For the reasons stated the complaint should be dismissed with prejudice at plaintiffs cost.

CONCLUSION

We find abundant evidence in the trial record to support the chancellor’s findings of fact. It is well established that our appellate review is upon the entire record and “the evidence which supports or reasonably tends to support the findings of fact made below, together with all reasonable inferences which may be drawn therefrom and which favor the lower court’s findings of fact, must be accepted.” Culbreath v. Johnson, 427 So.2d 705 (Miss.1983), citing Blakeney v. Blakeney, 244 So.2d 3 (Miss.1971). We stated the rationale for this rule in Culbreath as follows:

Appellate courts regularly admonish themselves to give substantial deference to findings of fact made by the trier of fact. In a case such as this such admonitions are peculiarly appropriate.

427 So.2d at 708.

Applying our limited principles of appellate review to the case sub judice, we find no grounds to disturb the chancellor’s findings at the trial level. Further, we choose not to speak in particular to each assigned error; the chancellor’s opinion speaks for itself.
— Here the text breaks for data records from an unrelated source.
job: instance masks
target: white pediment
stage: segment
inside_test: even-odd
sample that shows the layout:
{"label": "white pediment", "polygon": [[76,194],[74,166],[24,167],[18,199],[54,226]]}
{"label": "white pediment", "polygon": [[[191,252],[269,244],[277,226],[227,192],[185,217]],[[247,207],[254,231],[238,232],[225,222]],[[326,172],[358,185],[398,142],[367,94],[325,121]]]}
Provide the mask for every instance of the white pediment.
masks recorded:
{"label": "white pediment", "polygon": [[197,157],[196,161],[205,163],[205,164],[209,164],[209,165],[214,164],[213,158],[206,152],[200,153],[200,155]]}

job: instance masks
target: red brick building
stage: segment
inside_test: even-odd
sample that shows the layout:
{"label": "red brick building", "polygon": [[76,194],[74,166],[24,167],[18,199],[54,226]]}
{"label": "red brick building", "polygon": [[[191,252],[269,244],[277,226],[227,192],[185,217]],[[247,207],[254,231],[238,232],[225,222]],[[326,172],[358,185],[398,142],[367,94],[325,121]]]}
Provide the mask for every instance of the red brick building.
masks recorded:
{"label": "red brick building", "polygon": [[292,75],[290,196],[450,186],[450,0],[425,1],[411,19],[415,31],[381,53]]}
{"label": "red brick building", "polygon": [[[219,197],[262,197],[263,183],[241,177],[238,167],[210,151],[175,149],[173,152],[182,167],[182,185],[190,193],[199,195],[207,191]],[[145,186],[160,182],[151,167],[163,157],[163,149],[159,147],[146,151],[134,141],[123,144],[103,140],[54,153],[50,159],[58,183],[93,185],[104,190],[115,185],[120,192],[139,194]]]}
We add a final comment. It is extremely helpful to us when the trial judge sets forth in sufficient detail his/her thinking and reasoning for his/her findings on each issue designated. This expedites the appellate process and aids us immensely. The chancellor in the case sub judice did so and we commend his efforts.

Accordingly, the decree of the Chancery Court of Holmes County, Mississippi, dated November 16, 1987, be and the same is hereby affirmed. Appellant is taxed with all costs of this appeal.

AFFIRMED.

ROY NOBLE LEE, C.J., HAWKINS, P.J., and PRATHER, ROBERTSON, SULLIVAN, ANDERSON, PITTMAN and BLASS, JJ., concur.